Speaking via Twitter, increasingly the platform of choice for market development reports, chief executive Adam Aron said it was “not a senseless dilution, but rather a ‘very smart fundraising so that we can grow this business.

He’s banking on vaccinations and a pent-up flurry of blockbuster movies to deliver a dramatic turnaround for a business that looked like a total turkey just a few months ago.

Whether one considers the “same stock” phenomenon embodied by GameStop and AMC as an exercise in futility, borderline market manipulation, or a welcome element of anti-Wall Street online activism, Aron seems to have found a solution that works. for AMC. It might not be long before its own theaters show the film.

Exxon boss on short leash after shareholder uprising

ExxonMobil CEO Darren Woods has the dubious honor of overseeing possibly the most calamitous period in the oil giant’s history since he took the reign just over four years ago.
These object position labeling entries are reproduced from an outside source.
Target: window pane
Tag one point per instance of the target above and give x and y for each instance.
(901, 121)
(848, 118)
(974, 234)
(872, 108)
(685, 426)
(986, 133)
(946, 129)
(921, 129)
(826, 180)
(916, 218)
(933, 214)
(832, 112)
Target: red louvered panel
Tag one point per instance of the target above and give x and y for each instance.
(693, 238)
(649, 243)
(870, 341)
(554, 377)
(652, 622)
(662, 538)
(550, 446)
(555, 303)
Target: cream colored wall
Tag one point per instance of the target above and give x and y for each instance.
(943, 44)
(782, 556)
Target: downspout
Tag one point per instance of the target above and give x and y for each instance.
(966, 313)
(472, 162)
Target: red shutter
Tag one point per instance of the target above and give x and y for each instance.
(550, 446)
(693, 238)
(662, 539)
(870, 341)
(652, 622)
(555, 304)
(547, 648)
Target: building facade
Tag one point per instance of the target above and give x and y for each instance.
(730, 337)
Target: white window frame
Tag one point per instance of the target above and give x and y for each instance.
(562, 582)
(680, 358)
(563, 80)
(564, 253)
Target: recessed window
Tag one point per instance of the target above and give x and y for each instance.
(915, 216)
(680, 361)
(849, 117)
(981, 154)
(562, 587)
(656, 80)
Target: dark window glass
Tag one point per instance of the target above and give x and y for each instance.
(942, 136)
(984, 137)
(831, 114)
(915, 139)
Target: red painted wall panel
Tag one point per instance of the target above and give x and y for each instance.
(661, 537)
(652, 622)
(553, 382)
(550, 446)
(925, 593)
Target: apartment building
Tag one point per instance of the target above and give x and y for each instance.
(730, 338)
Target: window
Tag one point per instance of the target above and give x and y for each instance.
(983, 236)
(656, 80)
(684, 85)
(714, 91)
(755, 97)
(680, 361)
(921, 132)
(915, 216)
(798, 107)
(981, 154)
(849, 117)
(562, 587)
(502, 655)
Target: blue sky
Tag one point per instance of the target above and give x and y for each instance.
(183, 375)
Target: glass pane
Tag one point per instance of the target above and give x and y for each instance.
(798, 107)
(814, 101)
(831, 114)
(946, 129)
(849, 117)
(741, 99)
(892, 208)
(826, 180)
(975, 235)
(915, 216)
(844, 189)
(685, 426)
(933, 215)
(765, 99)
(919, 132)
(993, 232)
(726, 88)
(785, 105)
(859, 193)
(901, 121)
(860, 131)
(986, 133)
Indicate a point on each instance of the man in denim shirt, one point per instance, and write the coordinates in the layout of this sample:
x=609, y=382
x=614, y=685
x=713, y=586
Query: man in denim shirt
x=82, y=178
Under his leadership, the company lost a third of its market value, was ousted from the Dow Jones Index, and recorded its first annual loss since the Exxon and Mobil merger in 1998.

But it is Woods’ handling of ExxonMobil’s first major shareholder rebellion that is likely to raise questions about his future at the helm of America’s largest oil company. Engine No 1, the upstart hedge fund that toppled three business executives on Exxon’s board last week, has not targeted Woods. But his coup was seen by industry watchers as a clear indictment against his leadership.
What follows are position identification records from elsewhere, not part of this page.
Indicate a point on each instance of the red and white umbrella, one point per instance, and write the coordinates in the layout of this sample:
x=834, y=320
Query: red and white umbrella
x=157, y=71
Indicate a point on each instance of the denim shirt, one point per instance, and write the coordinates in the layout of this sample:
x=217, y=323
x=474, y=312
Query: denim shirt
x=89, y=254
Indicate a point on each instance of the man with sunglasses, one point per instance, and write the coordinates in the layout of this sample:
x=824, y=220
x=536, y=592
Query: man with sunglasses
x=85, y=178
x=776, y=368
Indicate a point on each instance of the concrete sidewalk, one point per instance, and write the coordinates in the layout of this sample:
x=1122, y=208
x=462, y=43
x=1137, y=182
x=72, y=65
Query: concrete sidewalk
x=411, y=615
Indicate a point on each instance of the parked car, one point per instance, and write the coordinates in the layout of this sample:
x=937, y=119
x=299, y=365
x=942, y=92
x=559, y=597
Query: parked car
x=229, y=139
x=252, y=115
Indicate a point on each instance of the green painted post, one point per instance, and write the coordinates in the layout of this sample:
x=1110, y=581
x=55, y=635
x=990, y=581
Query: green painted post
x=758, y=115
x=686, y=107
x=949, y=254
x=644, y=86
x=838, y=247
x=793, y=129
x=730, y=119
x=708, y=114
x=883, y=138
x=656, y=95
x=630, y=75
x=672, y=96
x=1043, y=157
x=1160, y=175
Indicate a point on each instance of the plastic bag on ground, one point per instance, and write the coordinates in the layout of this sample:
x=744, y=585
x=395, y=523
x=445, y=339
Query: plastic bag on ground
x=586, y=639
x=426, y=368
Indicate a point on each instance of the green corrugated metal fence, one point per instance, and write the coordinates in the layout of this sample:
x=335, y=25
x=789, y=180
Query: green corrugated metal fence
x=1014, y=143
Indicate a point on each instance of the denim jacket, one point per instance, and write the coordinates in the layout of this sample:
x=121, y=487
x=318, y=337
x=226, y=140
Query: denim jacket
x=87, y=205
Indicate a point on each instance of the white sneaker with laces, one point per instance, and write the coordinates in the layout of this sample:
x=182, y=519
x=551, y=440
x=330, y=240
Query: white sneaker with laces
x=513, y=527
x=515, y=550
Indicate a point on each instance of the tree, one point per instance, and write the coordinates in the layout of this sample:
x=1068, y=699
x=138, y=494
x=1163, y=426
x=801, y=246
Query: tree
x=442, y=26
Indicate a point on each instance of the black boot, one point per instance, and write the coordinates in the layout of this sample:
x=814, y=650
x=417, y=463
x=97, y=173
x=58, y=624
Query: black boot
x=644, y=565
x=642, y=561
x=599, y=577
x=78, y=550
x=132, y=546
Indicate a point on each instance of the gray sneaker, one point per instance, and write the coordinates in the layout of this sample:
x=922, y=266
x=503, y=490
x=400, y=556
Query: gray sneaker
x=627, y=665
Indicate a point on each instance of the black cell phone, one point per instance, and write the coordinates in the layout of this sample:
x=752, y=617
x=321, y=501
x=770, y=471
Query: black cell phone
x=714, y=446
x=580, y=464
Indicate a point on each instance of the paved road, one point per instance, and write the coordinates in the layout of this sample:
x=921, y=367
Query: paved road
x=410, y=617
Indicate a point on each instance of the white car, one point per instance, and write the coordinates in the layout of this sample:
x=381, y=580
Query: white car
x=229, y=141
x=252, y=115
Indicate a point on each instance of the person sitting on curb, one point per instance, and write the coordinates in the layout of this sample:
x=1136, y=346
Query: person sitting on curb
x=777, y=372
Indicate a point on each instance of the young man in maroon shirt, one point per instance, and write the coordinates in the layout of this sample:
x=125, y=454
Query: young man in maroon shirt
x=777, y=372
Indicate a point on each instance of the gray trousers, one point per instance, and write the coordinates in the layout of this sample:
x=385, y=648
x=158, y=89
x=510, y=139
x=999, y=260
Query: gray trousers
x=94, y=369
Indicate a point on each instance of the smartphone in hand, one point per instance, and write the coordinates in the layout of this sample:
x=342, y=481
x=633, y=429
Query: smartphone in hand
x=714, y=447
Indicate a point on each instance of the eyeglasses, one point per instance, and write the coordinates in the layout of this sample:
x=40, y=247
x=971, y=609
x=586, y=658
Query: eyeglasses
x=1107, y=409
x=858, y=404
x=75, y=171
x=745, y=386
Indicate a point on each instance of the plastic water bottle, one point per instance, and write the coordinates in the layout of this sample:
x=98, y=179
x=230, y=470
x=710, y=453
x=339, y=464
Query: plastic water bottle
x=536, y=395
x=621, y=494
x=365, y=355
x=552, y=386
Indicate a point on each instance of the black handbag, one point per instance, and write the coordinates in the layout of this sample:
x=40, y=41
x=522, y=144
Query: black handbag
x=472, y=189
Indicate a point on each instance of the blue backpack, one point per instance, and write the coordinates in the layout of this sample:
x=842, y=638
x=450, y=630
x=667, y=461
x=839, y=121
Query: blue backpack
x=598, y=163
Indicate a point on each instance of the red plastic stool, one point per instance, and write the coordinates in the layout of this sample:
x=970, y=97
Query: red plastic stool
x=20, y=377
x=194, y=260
Engine No 1 proposed four alternative board members after accusing Exxon of not adapting to the climate crisis – and the company’s major shareholders agreed. Investors may be ready to forgive Woods for inheriting a predicament before the Covid-19 oil crisis, but his inability to set a vision for the future to navigate the transition to low-emission energy of carbon has become of deep concern for its long-term institutional stakeholders. , which include some of the world’s largest fund managers.

Woods survived the board battle because a greater concern – in the short term – would be losing the CEO at a time of major upheaval for the board and when existential decisions for the company. are still on the line. Shareholders voted in favor of his position on the board of directors at the annual meeting, but the disruption ensured that that future will be much more difficult than expected.

Before next year’s meeting, Woods will need to prove he is up to the challenge and define a clear future for one of the world’s biggest climate polluters in a net zero carbon world. The GM might be down, but he’s not. Again.